Download the LSF large file storage before pulling the model file

Make sure Git is installed

First check if Git is installed:

git --version

If it is not installed, you can install it using the following command:

sudo apt update && sudo apt install git -y

Install Git LFS

If Git LFS is not installed, you can install it using the following command:

Ubuntu/Debian
curl -s https://packagecloud.io/install/repositories/github/git-lfs/script.deb.sh | sudo  bash
sudo apt install git-lfs -y

Initializing Git LFS

Once the installation is complete, run the following command to initialize Git LFS:

git lfs install

Pull DeepSeek-R1-671B project command

git clone https://www.modelscope.cn/deepseek-ai/DeepSeek-R1.git
  • Running this command will get stuck, the model is being downloaded, you can check whether the disk memory is decreasing to confirm

  • The file is about 1.3T and the disk space required is sufficient

df -h
Export server disk:
Filesystem Size Used Avail Use% Mounted on
tmpfs 1.5T 0 1.5T 0% /dev/shm
tmpfs 605G 13M 605G 1% /run
tmpfs 5.0M 0 5.0M 0% /run/lock
/dev/sda2 91G 14G 77G 16% /
/dev/sda3 1.9G 5.3M 1.9G 1% /boot/efi
/dev/sda4 341G 40K 340G 1% /home
/dev/nvme0n1p1 3.4T 3.7G 3.4T 1% /home/data01
/dev/nvme2n1p1 3.4T 24K 3.4T 1% /home/data03
/dev/nvme1n1p1 3.4T 24K 3.4T 1% /home/data02
/dev/nvme3n1p1 3.4T 24K 3.4T 1% /home/data04
tmpfs 303G 4.0K 303G 1% /run/user/0

(Using 200 bandwidth, it takes about 8-10 hours to download)

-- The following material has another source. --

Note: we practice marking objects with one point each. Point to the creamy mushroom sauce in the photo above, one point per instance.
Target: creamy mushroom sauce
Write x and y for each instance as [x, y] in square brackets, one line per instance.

VLLM official website startup script

Distributed deployment official website reference link: https://docs.vllm.ai/en/latest/serving/distributed_serving.html

Find the sh inference run file on the official website:

  1. 1.  Open the official website link and scroll down to find the multi-node VLLM title

  2. 2.  Find the github link in the first line of the second paragraph under the multi-node title

  3. 3.  After entering, a script file is downloaded to the local computer

First, pull vllm from a server or computer that can access the Internet scientifically

Make sure the image exists

First, check whether the vllm/vllm-openai image has been successfully pulled   . Run in the command line:

docker images

This will list all the images that exist locally. If  vllm/vllm-openai  is not in the list, you need to pull it first.

Pull the image

If the image is not found, you can pull  the vllm/vllm-openai  image using the following command:

The following is the win local pull: (open the command prompt to ensure that the local docker on the computer can be used)

Pull vllm and wait for the download to complete:

docker pull vllm/vllm-openai

Confirm that the pull was successful

Run  docker images again and confirm that  the vllm/vllm-openai  image has appeared in the local image list.

Run docker save again 

After the image is pulled, run again:

docker save -o vllm.tar vllm/vllm-openai

If everything goes well, you should be able to successfully save the image as  a .tar  file.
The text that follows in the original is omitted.